Millennials are entering the housing market later than in past generations. But it’s not a change in values that's driving this trend.
Millennials are struggling to get out from under the "albatross" of student loan debt, according to Hedgeye Housing Sector Head Josh Steiner. These unprecedented debt loads have caused the Millennial generation to delay purchasing a home, Steiner explained on a recent edition of The Macro Show.
According to a recent census study, Millennials aspire towards the traditional tenets of adulthood – getting married, having kids, buying a house – just as much as in previous generations.
"People aspire in the same ratios or proportions or percentages as they did 40 years ago," Steiner says. "What has changed is the age at which these things occur.”

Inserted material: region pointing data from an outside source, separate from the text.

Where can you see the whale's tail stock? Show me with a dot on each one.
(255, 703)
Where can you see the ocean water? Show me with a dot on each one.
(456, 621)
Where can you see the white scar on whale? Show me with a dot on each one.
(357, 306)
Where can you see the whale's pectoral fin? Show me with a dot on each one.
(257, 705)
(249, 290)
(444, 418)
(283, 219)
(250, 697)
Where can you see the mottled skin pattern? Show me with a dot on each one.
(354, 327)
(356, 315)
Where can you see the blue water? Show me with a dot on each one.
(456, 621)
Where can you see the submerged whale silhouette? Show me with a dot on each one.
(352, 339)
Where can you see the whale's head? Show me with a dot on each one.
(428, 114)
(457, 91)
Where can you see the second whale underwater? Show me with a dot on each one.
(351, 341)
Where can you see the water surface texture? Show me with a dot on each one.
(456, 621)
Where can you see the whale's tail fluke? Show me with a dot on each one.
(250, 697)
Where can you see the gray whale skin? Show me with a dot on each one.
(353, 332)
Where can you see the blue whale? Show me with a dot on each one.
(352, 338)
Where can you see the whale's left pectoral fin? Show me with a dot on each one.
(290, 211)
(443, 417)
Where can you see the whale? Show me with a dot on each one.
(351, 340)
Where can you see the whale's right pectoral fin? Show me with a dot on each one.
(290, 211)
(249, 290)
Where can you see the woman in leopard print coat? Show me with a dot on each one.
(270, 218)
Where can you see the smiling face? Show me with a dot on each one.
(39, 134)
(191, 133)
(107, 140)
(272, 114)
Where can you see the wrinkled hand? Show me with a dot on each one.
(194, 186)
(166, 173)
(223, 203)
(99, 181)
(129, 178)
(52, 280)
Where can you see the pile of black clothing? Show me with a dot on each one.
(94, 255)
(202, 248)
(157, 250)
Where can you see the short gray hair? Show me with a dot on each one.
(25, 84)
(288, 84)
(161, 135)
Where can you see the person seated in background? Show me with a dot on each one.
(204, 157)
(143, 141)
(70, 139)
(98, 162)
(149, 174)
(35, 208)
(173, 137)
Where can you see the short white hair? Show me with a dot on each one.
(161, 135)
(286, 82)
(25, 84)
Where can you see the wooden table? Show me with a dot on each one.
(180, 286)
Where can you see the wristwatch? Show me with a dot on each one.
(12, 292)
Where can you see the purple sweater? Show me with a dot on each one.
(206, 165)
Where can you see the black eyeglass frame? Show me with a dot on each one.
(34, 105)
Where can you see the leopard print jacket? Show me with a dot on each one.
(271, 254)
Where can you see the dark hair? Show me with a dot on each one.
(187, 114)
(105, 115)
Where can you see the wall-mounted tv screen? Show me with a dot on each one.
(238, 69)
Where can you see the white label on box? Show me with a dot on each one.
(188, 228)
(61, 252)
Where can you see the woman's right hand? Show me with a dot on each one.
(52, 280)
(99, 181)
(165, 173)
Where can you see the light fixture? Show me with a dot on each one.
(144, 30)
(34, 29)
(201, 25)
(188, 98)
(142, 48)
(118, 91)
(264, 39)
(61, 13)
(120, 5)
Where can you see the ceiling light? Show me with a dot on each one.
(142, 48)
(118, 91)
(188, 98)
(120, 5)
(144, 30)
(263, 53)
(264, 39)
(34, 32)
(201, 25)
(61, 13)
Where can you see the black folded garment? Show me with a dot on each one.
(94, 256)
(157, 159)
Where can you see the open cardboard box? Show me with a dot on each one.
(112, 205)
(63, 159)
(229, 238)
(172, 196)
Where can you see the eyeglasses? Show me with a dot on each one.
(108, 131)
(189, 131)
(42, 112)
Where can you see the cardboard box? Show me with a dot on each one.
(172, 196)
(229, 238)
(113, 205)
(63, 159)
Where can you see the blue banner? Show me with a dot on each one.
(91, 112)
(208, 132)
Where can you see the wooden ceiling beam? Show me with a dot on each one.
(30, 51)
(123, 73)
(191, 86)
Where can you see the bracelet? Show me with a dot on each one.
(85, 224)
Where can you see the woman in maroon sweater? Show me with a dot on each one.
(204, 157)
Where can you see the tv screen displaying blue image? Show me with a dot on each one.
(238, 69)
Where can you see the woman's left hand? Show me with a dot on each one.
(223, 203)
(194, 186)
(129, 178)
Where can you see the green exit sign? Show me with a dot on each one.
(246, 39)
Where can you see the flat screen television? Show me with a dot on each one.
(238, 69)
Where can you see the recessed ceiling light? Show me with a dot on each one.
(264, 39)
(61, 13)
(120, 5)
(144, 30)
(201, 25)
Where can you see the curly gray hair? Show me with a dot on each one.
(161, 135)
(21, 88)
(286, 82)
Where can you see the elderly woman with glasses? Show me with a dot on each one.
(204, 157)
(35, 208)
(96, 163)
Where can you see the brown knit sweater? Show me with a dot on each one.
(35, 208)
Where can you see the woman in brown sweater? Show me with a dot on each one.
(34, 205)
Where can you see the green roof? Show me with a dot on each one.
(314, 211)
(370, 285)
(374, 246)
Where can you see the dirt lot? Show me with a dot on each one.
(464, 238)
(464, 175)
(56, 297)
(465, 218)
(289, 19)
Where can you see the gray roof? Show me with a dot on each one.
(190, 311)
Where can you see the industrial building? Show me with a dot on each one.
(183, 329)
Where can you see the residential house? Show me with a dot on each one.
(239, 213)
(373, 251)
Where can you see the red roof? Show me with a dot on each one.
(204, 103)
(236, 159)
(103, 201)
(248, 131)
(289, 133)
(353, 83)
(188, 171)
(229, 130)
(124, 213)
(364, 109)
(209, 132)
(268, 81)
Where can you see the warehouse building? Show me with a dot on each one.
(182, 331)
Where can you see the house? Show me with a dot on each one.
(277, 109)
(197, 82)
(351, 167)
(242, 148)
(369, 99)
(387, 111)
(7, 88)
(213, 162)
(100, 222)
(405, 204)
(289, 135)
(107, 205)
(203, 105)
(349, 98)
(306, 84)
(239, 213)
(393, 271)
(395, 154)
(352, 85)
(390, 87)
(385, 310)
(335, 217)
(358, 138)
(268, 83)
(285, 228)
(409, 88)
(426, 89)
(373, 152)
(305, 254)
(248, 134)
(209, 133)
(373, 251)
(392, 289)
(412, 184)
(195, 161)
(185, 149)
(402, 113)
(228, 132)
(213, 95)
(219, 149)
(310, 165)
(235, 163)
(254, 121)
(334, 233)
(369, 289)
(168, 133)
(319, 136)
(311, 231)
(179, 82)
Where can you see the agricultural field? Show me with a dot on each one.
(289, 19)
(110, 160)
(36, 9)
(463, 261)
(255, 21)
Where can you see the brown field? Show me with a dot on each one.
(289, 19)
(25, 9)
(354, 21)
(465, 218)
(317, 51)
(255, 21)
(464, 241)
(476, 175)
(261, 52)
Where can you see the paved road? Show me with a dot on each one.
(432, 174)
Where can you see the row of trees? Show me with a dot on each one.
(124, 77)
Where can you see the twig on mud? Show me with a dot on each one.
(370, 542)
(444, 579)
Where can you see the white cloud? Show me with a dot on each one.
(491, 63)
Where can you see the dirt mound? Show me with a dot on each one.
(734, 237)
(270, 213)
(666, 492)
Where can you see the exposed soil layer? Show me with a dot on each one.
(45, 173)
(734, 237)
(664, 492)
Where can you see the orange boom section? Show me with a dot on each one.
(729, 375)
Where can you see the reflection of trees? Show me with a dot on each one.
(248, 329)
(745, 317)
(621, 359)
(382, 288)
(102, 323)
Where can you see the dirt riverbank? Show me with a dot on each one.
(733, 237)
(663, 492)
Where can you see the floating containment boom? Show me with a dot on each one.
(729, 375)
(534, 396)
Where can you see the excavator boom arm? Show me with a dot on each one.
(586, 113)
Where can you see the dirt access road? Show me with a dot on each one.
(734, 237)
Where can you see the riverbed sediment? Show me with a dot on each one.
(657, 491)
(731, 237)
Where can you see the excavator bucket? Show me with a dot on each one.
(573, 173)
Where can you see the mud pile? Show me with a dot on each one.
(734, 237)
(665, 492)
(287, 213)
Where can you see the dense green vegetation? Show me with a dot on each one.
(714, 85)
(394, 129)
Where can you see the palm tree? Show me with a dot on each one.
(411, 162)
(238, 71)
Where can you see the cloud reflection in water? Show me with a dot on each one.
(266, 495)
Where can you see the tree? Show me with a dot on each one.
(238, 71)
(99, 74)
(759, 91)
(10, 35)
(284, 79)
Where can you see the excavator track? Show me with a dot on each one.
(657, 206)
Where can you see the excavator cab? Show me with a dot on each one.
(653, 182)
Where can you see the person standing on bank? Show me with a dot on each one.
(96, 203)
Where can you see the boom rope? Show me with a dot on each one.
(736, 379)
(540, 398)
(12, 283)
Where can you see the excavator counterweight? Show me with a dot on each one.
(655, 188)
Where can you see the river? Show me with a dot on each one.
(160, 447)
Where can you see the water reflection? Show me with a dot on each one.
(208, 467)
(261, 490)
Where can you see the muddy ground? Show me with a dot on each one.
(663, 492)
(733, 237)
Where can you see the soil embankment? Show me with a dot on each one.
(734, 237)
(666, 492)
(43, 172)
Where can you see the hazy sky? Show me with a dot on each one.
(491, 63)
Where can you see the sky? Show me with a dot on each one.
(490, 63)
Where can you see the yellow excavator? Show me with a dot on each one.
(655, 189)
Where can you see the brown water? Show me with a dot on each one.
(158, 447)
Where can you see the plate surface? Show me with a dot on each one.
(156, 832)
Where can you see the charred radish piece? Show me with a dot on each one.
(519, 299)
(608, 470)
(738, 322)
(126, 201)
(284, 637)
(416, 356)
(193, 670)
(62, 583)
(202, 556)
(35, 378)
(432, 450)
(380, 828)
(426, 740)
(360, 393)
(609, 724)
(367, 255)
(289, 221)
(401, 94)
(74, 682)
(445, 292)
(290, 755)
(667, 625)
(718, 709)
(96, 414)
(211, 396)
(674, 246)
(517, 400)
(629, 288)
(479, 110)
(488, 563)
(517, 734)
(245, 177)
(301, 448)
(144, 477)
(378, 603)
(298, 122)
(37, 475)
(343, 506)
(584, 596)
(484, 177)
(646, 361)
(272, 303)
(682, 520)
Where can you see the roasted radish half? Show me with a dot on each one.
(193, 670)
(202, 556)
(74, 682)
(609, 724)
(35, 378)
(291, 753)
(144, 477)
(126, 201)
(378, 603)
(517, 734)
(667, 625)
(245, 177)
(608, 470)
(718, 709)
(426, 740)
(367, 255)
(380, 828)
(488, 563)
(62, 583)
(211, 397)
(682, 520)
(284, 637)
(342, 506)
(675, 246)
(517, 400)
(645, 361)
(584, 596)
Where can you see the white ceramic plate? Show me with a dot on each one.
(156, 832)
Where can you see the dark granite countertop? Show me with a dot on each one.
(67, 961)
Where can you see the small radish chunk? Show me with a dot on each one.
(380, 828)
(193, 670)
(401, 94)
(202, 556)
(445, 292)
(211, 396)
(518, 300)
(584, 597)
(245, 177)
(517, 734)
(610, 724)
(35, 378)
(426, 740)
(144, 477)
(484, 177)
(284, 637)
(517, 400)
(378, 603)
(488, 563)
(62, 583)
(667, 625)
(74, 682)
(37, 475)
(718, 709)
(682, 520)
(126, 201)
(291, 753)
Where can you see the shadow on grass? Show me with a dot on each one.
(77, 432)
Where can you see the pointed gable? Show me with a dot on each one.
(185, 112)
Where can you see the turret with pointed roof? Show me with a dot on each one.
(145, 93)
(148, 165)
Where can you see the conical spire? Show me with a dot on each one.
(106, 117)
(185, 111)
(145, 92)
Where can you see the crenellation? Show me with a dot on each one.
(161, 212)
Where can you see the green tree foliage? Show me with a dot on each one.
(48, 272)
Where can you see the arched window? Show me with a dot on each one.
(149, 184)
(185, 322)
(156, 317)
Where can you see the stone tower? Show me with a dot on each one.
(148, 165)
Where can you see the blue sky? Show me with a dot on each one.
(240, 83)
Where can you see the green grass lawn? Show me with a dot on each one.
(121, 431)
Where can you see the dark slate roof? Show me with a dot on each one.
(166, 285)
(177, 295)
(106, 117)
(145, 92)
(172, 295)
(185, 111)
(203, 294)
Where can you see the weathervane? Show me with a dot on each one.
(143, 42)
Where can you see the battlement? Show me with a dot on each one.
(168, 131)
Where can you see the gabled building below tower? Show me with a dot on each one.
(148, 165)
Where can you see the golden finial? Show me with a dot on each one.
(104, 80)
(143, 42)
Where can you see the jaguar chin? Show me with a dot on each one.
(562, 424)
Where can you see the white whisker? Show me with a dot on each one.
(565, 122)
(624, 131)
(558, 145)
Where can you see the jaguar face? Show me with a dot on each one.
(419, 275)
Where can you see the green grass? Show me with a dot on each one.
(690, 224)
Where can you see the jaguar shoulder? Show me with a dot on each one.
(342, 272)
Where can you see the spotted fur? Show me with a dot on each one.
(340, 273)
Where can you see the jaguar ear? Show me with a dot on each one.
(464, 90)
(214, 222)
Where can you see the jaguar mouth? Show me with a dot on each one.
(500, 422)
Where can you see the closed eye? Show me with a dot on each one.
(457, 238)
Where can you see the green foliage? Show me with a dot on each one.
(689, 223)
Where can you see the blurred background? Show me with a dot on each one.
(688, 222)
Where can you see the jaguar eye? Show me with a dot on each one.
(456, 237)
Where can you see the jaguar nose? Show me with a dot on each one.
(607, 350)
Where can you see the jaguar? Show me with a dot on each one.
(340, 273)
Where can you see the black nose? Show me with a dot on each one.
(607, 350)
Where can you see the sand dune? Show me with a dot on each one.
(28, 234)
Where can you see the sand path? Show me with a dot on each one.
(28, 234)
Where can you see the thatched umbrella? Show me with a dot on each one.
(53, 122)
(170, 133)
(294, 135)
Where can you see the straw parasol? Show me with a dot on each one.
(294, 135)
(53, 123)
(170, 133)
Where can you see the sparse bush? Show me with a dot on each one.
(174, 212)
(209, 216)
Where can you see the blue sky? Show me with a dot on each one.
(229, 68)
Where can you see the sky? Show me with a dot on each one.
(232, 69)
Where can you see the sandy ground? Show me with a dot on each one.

The reason for that delay, Steiner reported, is because student loan debt has reduced spending power. There is currently $1.438 trillion in U.S. student loan debt, a weighty “foregone opportunity” for America’s housing market, Steiner says. Average total student loan debt is roughly $25,000-35,000, but that's obscured by the extremes. Young people becoming lawyers or doctors have more total student loan debt.
"The amount of house or mortgage they can afford to service relative to their income is inherently less than it would have been if not for their student loan burdens, which are growing at a pretty rapid clip,” he said. “They're not able to afford as much home as they would be because they're spending more and more of their disposable income on debt service for student loans.”
“The reality is that if you want to thrive from a career and income standpoint, educational attainment is a prerequisite,” Steiner said. “However, nowadays, it comes with a pretty significant tab that, frankly, wasn’t there as recently as the 1990’s.”
It's not all bad though.
Investors should take note that, nationally, the housing market is currently at the lowest levels of supply in homes for sale on record, even taking into consideration the heady days of 2005-2006. Historically, in this environment, home prices rise 12%.
And don't count the Millennial generation out just yet. There's an "enormous bull market coming" for Housing, Steiner says, beginning around 2020 when the Millennial generation starts to hit peak spending years.